O bom funcionamento das instituições deve conduzir o País à necessária pacificação social, com distensão das polarizações, dos conflitos e das animosidades. Esse processo não é uma política de governo, mas constitui verdadeira finalidade de Estado. Não há desenvolvimento econômico e social possível num ambiente social sem paz, com ânimos acirrados. Mas esse caminho não é percorrido sem percalços e dificuldades. Qualquer avanço exige estratégia e sabedoria. E ressentimentos e desconfianças, criados às vezes inadvertidamente, produzem entraves que levam décadas para serem superados. A atual crise, longa e desgastante, não pode continuar sendo cultivada, sob pena de comprometer as gerações futuras a um desgaste intolerável. Há casos de que nos podemos valer para abreviar esse processo de cura política e moral, com benefícios indiscutíveis para a comunidade.
Na história recente, por exemplo, ficou famoso o Pacto da Moncloa, firmado na Espanha em outubro de 1977 por partidos políticos, sindicatos e empresários. O pacto, que consistiu em dois acordos, estabeleceu as bases para a transição democrática após a ditadura franquista. Diante de um país profundamente dividido – a Guerra Civil Espanhola, nos anos 30 do século passado, havia cindido regiões, cidades e famílias –, lideranças políticas e civis firmaram um pacto de pacificação, cuja estratégia central consistiu em deliberar paulatinamente as questões em aberto, começando por aquelas cujo consenso seria mais fácil de ser obtido.
Foi um método realista. Ante as muitas diferenças existentes, seria impossível debruçar simultaneamente sobre todas as questões que dividiam a Nação. Elas eram tratadas e resolvidas paulatinamente. À medida que se consolidavam os primeiros pontos de consenso, diminuíam-se as tensões e formava-se um ambiente de maior confiança mútua. Assim, as questões maiores, nas quais havia originalmente diferenças altamente dissonantes, podiam ser tratadas a partir de bases mais racionais e em ambiente mais propício às boas soluções. Não que os dissensos desaparecessem como por passe de mágica, mas porque haviam sido criadas relações de confiança entre os agentes políticos, permitindo uma abordagem menos conflitiva e com mais diálogo.
Logicamente, não há método perfeito e muitas diferenças continuaram existindo. É uma utopia a ideia de que as instituições são capazes de instaurar a paz social absoluta, com uma plena homogeneidade de propostas e opiniões. Isso não existe e, certamente, nem mesmo é sempre desejável. A pluralidade, que sempre acarreta algum grau de tensão, é sinal de sociedade saudável e livre.

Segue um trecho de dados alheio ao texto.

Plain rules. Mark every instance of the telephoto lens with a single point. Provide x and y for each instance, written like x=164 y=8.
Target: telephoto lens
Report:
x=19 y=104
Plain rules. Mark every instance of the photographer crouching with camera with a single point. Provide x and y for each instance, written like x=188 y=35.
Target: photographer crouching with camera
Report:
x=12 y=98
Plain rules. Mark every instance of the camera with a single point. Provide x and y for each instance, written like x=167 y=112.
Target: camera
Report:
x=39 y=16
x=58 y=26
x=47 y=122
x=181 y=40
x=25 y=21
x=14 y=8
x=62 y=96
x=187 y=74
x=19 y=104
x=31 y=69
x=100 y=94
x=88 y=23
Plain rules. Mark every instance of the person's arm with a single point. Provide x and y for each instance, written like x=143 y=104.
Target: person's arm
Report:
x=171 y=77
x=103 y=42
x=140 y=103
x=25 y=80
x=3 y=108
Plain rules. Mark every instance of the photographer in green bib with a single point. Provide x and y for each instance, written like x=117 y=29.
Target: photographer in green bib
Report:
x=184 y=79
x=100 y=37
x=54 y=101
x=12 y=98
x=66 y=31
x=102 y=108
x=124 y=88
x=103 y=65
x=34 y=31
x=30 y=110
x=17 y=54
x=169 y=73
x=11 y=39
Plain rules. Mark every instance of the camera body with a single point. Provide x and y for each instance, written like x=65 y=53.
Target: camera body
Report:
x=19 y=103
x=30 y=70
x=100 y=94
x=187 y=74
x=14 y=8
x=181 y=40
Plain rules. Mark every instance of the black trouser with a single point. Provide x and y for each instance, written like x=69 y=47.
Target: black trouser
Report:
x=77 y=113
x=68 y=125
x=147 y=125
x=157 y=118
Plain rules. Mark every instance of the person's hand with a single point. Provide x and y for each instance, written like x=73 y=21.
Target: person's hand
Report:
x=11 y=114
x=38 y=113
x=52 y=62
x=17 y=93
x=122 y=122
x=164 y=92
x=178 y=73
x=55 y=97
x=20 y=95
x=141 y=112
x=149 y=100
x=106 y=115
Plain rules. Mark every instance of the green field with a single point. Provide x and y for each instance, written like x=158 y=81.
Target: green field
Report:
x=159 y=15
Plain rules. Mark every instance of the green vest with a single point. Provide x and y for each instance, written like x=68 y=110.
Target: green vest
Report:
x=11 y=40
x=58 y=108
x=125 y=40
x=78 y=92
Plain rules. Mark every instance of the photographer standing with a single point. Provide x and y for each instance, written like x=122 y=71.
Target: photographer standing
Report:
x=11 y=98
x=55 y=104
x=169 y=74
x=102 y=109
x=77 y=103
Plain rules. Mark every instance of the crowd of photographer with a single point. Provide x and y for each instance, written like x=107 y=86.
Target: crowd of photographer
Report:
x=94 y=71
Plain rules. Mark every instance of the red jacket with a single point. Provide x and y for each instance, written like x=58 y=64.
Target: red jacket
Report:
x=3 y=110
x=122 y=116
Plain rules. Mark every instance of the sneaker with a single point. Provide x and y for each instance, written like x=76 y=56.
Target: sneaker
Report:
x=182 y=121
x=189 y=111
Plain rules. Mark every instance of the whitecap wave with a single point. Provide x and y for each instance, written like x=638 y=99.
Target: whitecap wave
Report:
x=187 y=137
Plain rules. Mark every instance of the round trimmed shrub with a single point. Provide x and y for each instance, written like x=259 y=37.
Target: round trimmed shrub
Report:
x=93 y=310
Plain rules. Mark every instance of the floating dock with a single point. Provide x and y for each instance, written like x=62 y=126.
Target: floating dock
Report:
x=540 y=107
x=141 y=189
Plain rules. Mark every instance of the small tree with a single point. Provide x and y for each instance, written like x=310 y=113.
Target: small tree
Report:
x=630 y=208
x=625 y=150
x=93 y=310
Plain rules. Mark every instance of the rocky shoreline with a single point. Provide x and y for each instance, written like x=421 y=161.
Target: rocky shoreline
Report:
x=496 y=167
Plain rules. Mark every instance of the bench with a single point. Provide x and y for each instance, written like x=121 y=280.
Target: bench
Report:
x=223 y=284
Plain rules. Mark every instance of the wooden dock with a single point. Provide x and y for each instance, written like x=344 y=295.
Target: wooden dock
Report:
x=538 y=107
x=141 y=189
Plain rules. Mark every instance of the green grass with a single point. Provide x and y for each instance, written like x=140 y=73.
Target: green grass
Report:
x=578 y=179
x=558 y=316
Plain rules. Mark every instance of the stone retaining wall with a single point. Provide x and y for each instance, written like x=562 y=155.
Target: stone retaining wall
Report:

Mais do que pretender um grau de pacificação perfeito, é necessário sempre caminhar em direção à formação de consensos mínimos, aptos a propiciar uma atuação eficaz do poder público. Com muitas e muitas imperfeições – que aqui não se tenta minimizar –, o Brasil vem, desde a redemocratização, conseguindo formular alguns consensos importantes.
Basta pensar, por exemplo, na trajetória nacional contra a inflação. Outros temas sobre os quais havia grande dissonância, por exemplo, na Assembleia Constituinte de 1987, foram, ao longo do tempo, se acomodando e ganharam contornos que, ainda que não plenamente satisfatórios a todos os lados, receberam ao menos soluções pacíficas. É o caso das discussões envolvendo a função social da propriedade e a reforma agrária. Mais recentemente, outro grande exemplo de pacificação deu-se com o Código Florestal de 2012, com soluções de sofisticado equilíbrio.
Pois bem, diante desse panorama, não faz nenhum sentido que o presidente Jair Bolsonaro reabra, ao mesmo tempo e sem nenhuma ordem de prioridade, questões complexas de ordem histórica, social, econômica, trabalhista e ambiental. Com esse modo de atuar, é simplesmente impossível produzir soluções de consenso ou mesmo aquelas que se impõem pelo apelo à maioria. Não cabe ao presidente, simplesmente porque assim lhe apraz, instaurar o dissenso. Para isso ele não tem mandato.